Mischa Spoliansky (* 28. Dezember 1898 in Belostok, Russisches Kaiserreich; † 28. Juni 1985 in London) war ein russisch-britischer Komponist (Revue, Filmmusik), der von 1914 bis 1933 in Deutschland arbeitete; u. a. zusammen mit Max Reinhardt. Das Kind einer Musikerfamilie erhielt seine Ausbildung in Dresden und Wien. Er ging 1933 nach England ins Exil.

Leben

Spoliansky wurde als Kind einer jüdischen,[1] musikalisch vielseitigen Familie geboren. Der Vater Paul Spoliansky war Opernsänger (Bariton), seine Schwester Lisa Schröder[2] Konzertpianistin, sein Bruder Aleksander (Schura) Cellist. Nach der Geburt Mischas zog die Familie nach Warschau, später nach Kalisz. Nach dem frühen Tod der Mutter übersiedelte der Fünfjährige mit seinem Vater nach Wien.

Die früh begonnene musikalische Erziehung (Klavier, Geige und Cello) Spolianskys wurde bei Mark Günzburg in Dresden fortgesetzt. Im Alter von zehn Jahren trat Mischa erstmals öffentlich auf. Bald darauf starb sein Vater, und Spoliansky zog nach Königsberg zu Verwandten, musste aber bereits 1914 infolge des Kriegsausbruchs nach Berlin fliehen, wo sein Bruder als Cellist arbeitete und seine Schwester bei Artur Schnabel studierte. Er begann zunächst eine Lehre im Modehaus Hermann Gerson, die er aber abbrach. Spoliansky war in Kaffeehäusern als Pianist tätig, um sein Musikstudium am Stern’schen Konservatorium zu finanzieren. Erste Kompositionen Spolianskys wurden vom UFA-Filmtheaterorchester in der Friedrichstraße gespielt. Zudem wirkte er als Komponist und Pianist in einem russischen Emigrantenkabarett mit. Dort hörten ihn Friedrich Hollaender und Werner Richard Heymann und luden ihn ein, für das literarische Kabarett Schall und Rauch im Keller des Großen Schauspielhauses zu komponieren und zu spielen, das Max Reinhardt 1919 gegründet hatte. Ebenso spielte Spoliansky in der renommierten Bar Kakadu. Spoliansky vertonte Texte von Kurt Tucholsky, Klabund, Joachim Ringelnatz und begleitete Stars wie Gussy Holl, Paul O’Montis, Rosa Valetti und Trude Hesterberg am Klavier. Unter dem Pseudonym „Arno Billing“ komponierte er 1920 die Melodie für die erste Hymne der Homosexuellen mit dem Titel Das lila Lied, die er Magnus Hirschfeld widmete und die auch mit anderem Text als Sei meine Frau für vierundzwanzig Stunden herauskam.

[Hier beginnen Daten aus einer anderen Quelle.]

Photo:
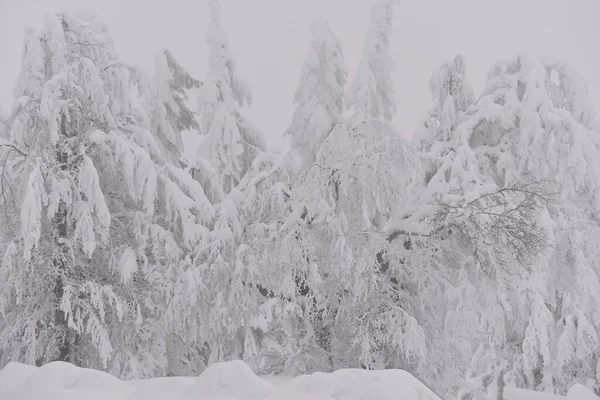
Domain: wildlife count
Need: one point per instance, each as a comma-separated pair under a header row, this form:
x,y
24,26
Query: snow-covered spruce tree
x,y
104,222
535,121
532,126
174,84
233,294
452,94
371,93
319,95
232,141
323,268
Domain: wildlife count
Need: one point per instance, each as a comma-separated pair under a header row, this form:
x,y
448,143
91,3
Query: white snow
x,y
232,380
229,380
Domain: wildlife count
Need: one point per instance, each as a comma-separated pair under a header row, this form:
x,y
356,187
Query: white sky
x,y
270,37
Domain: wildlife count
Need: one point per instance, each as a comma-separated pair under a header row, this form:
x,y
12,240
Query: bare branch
x,y
499,227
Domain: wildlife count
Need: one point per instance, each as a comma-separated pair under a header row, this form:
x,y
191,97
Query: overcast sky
x,y
270,37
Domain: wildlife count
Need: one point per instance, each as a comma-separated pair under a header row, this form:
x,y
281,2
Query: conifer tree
x,y
319,95
371,93
103,222
232,142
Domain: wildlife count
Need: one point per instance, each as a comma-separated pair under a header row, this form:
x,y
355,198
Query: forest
x,y
468,255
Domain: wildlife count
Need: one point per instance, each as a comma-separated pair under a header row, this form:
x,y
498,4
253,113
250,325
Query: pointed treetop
x,y
320,93
371,94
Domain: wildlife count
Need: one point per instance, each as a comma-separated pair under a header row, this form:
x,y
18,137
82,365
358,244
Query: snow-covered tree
x,y
104,224
371,93
232,142
319,95
452,95
531,132
174,87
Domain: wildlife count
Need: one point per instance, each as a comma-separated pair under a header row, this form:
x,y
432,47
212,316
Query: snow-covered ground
x,y
228,381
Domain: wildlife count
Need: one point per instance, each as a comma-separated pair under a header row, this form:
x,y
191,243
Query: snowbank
x,y
228,381
232,381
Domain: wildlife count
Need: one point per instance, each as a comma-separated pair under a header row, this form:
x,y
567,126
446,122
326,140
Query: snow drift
x,y
228,381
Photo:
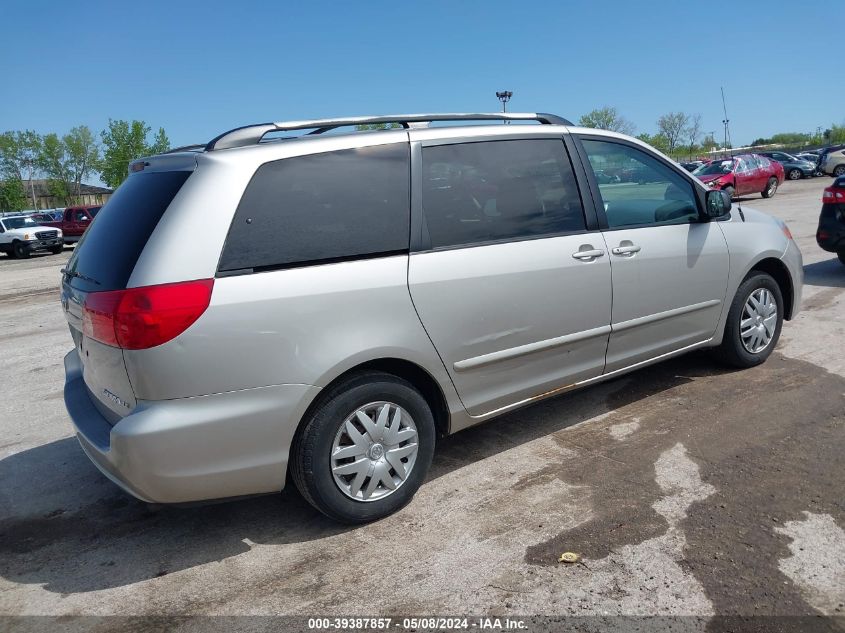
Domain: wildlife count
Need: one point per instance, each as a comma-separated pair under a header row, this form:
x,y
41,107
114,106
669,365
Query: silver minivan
x,y
308,299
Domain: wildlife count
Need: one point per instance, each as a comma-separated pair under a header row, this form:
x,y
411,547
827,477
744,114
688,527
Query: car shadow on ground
x,y
64,526
829,273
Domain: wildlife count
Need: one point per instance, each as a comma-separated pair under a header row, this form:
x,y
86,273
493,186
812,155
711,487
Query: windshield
x,y
19,223
715,168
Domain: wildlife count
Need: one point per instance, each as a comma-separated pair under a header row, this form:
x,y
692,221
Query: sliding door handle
x,y
588,255
629,249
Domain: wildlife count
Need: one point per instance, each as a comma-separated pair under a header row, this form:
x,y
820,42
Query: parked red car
x,y
74,221
742,175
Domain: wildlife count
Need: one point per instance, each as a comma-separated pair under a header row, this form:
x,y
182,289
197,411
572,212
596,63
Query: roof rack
x,y
252,134
187,148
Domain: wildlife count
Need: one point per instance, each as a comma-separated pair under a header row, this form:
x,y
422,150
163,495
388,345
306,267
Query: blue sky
x,y
198,68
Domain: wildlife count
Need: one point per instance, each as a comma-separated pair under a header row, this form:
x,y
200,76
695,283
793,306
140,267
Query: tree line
x,y
679,134
66,161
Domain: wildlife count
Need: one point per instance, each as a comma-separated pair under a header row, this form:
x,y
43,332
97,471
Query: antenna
x,y
726,122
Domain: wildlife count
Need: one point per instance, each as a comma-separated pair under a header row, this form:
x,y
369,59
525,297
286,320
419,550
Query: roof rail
x,y
252,134
186,148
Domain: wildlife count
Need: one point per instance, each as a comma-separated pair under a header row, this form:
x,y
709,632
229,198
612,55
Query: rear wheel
x,y
20,250
771,188
754,322
365,450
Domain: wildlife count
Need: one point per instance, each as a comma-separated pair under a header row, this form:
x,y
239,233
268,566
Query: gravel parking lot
x,y
686,488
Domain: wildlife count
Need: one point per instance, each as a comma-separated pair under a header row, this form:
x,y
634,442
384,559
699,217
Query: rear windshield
x,y
106,254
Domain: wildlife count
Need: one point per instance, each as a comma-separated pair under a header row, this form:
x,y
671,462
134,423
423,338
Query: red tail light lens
x,y
140,318
833,196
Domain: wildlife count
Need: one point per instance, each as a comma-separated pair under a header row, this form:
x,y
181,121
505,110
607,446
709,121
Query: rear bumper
x,y
830,235
43,245
191,449
794,262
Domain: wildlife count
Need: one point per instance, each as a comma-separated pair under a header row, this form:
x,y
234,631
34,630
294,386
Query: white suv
x,y
21,236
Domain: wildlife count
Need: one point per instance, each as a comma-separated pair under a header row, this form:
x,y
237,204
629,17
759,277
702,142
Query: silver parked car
x,y
328,304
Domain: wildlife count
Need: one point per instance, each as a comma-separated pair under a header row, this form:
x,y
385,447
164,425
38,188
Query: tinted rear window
x,y
113,242
322,207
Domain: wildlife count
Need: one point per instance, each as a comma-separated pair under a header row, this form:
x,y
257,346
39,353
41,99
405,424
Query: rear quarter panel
x,y
749,243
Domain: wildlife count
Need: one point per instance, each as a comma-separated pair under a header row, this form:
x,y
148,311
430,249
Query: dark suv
x,y
831,233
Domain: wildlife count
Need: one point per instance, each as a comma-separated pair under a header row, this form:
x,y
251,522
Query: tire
x,y
736,352
19,251
325,432
771,188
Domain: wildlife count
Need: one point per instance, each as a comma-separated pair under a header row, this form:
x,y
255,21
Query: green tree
x,y
693,131
19,152
12,195
657,141
607,118
837,134
123,142
673,126
83,155
54,164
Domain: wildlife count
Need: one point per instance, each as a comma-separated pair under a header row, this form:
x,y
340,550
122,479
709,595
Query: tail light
x,y
140,318
831,196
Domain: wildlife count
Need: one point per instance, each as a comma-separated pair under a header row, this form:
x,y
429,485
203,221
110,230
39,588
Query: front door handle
x,y
589,254
626,249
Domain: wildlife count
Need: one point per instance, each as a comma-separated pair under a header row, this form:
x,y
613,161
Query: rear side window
x,y
110,247
322,207
495,190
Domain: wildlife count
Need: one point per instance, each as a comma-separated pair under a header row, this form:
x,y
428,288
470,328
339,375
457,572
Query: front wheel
x,y
771,188
754,322
366,448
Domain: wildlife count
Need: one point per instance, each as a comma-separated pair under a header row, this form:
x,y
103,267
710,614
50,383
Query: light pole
x,y
504,96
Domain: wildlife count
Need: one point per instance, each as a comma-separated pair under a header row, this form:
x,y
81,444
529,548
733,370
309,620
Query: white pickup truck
x,y
21,236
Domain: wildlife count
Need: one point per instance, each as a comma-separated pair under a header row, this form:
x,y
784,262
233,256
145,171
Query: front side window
x,y
499,190
322,207
643,190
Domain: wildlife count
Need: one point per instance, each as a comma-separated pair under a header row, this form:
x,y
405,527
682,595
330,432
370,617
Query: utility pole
x,y
504,96
726,121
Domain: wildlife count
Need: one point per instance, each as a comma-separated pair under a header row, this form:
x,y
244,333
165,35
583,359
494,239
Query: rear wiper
x,y
73,273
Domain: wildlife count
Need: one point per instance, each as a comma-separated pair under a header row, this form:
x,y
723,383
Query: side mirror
x,y
718,204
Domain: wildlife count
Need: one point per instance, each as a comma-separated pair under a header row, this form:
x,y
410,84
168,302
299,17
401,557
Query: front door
x,y
512,288
670,268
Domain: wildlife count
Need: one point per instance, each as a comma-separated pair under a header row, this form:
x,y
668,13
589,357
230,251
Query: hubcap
x,y
374,451
758,320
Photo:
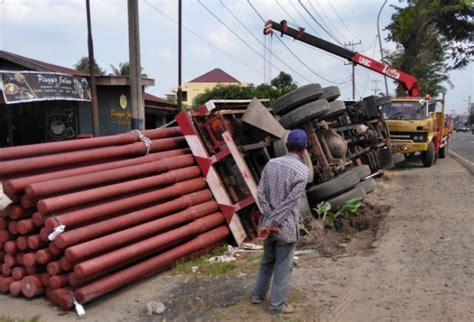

1920 gründete er mit dem Kaufmann Fritz Heymann die Heiki Internationaler Musikverlag GmbH.[3]

1922 lernte er den Dichter Marcellus Schiffer und die Diseuse Margo Lion kennen, außerdem heiratete er in diesem Jahr die Tänzerin Elsbeth (Eddy) Reinwald. 1926 begleitete Spoliansky Richard Tauber bei der Schallplatteneinspielung von Schuberts Winterreise. In seiner Revue Es liegt in der Luft (Text von Marcellus Schiffer) trat 1928 Marlene Dietrich auf. Ein Jahr später wurde sie in Spolianskys Zwei Krawatten (Text von Georg Kaiser) von Josef von Sternberg entdeckt, der die Hauptdarstellerin für den Blauen Engel suchte.

Es folgten 1930 Wie werde ich reich und glücklich?, 1931 Alles Schwindel, 1932 Rufen Sie Herrn Plim und Das Haus dazwischen, 1933 100 Meter Glück.

1933 emigrierte Spoliansky nach London. Dort begann er eine zweite Karriere als Filmkomponist. Die rasche Einbürgerung als britischer Staatsangehöriger gelang nicht zuletzt dank des Schlagers Heute Nacht oder nie aus dem Film Das Lied einer Nacht (1932), der Spoliansky Weltruhm verschaffte. Im Exil komponierte er das antifaschistische Lied vom Stacheldraht, das von Peter Illing gesungen wurde.[4]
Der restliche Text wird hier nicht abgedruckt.